May 2024 Portfolio Construction
Private Markets: First Credit, then Equity
By Geofrey Marshall, Senior Vice-President, and Portfolio Manager Fixed Income and Lead, CI Global Asset Management.
In terms of performance, private market assets generally had a better absolute year in 2023 but a weaker relative year compared to 2022. In that year, most parts of the private markets outperformed the double-digit losses experienced by their public market counterparts. In 2023, it was hard for any asset to keep up with the double-digit gains from U.S. equities, and the ‘Magnificent 7’ in particular.
Private credit funds, benefitting from high yields, and private equity secondary funds (think Dawson Capital Partners, who we have partnered with) generally posted the best returns and led fundraising. Even venture capital—our smallest allocation in the CI Private Markets funds—showed signs of life but companies are staying private longer and startups have been focusing more on cash flow than top-line growth at any cost. While fundraising has continued to prove difficult, accruing to new investors’ benefit. I believe, the managers (general partners or ‘GPs’) with the best performance are attracting a disproportionate amount of inflows; the big are getter bigger.

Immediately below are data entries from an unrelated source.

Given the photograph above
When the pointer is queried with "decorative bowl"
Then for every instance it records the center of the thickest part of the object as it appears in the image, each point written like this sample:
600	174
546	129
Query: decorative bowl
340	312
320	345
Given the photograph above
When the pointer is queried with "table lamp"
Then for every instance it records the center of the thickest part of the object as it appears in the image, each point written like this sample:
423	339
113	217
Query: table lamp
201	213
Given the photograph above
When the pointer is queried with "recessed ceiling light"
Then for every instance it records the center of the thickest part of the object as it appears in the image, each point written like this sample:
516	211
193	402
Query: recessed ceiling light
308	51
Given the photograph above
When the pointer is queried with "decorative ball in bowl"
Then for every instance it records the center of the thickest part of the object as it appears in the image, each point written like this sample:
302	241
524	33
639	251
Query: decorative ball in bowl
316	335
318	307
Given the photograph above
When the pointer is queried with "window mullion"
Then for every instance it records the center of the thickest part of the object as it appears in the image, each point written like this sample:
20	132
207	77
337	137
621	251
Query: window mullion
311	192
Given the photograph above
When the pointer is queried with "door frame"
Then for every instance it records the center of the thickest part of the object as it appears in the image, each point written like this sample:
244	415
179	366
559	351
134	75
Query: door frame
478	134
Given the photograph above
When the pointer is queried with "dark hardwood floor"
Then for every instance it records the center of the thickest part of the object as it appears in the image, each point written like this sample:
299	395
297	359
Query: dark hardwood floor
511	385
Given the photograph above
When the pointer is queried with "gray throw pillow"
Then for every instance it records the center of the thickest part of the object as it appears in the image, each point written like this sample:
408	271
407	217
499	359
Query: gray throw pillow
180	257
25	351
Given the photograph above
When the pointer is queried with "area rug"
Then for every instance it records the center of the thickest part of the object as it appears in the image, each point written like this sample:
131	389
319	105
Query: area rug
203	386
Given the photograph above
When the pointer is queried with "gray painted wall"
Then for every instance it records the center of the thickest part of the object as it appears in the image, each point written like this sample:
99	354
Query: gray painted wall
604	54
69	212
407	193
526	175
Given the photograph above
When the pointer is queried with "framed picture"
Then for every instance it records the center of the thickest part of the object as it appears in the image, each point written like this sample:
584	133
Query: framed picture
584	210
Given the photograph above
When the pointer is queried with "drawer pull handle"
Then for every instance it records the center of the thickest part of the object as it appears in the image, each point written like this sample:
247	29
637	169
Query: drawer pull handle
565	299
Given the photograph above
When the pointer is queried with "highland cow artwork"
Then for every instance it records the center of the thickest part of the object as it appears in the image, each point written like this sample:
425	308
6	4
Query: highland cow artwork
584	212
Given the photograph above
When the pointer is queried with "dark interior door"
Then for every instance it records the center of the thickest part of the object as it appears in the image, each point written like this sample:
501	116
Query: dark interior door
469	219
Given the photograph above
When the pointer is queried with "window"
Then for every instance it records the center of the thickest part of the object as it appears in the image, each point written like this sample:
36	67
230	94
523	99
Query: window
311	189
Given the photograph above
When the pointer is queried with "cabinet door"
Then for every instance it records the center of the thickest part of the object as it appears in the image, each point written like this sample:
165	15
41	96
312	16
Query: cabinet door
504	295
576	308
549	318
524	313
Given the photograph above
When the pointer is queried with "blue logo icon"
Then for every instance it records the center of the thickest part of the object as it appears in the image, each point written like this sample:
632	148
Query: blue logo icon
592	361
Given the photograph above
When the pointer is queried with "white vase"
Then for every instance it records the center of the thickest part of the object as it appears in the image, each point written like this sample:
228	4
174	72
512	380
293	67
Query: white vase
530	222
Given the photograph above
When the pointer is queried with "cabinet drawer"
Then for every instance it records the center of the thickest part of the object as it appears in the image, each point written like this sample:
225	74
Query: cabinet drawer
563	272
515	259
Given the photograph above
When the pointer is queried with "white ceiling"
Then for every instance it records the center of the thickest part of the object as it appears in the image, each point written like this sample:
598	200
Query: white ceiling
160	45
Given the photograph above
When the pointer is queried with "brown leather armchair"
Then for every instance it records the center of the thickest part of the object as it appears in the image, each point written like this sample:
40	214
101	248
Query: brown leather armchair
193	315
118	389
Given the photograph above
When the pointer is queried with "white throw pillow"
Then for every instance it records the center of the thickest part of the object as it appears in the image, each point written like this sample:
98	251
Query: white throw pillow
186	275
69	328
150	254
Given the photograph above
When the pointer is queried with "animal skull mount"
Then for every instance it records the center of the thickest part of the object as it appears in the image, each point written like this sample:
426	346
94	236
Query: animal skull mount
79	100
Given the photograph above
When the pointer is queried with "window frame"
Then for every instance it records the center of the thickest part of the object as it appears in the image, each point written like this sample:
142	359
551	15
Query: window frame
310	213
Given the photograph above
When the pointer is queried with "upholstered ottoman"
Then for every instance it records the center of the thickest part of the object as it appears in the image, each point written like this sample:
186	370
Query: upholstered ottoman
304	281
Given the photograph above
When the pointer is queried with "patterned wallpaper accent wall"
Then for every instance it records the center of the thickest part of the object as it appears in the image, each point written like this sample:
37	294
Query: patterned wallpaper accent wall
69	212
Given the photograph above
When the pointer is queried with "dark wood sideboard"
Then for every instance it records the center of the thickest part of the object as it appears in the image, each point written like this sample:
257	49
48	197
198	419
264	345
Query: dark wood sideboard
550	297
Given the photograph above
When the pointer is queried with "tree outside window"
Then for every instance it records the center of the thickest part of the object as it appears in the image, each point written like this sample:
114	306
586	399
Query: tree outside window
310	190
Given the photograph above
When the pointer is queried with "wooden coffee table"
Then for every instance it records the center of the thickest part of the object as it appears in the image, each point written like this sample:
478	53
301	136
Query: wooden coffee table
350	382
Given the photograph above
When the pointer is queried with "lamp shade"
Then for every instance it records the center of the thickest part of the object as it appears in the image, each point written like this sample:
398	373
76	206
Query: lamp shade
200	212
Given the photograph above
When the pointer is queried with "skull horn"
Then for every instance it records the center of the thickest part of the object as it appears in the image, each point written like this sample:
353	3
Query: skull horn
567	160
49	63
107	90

In our view, private equity and private credit are at different points in their lifecycles. The more mature private equity market is reliant on exiting investments via sales or initial public offerings to return capital to investors before raising new money from investors. According to market data provider Preqin, a record US$3.2 trillion was tied up in aging, closely held companies at the end of 2023. The echo of aggressive overnight interest rate hikes in 2022 continues to resonate as weak investor sentiment, high borrowing costs and interest rate volatility all dampen deal activity. While we have seen deal activity accelerate in the pharmaceutical space and pockets of energy, we are hopeful the excitement around AI and the ‘Magnificent 7’ will translate into broader investor confidence as 2024 progresses.
Interest rate stabilization should also help boost valuations and spur new deal-making activity including take-privates (leveraged buyouts), sponsor-to-sponsor and sponsor-to-strategic-buyer transactions.
Private credit, on the other hand, has just hit puberty. From a supply perspective, U.S. banks face greater regulatory hurdles and smaller U.S. regional banks struggle with commercial real estate exposures, both of which limit their lending capacity and open the door for alternative lenders. In terms of demand, investors are responding to high yields and tight public market credit spreads and searching for fixed income returns without interest rate risk as they look to avoid a repeat of 2022. Private credit and all its iterations (direct lending, asset-backed lending, distressed, senior loans, etc.) are now a US$5 trillion market and in five years’ time could challenge the US$8 trillion U.S. investment-grade bond market in size and relevance. Private credit managers are treading on the toes of large banks, increasingly underwriting billion-dollar loans on private equity deals.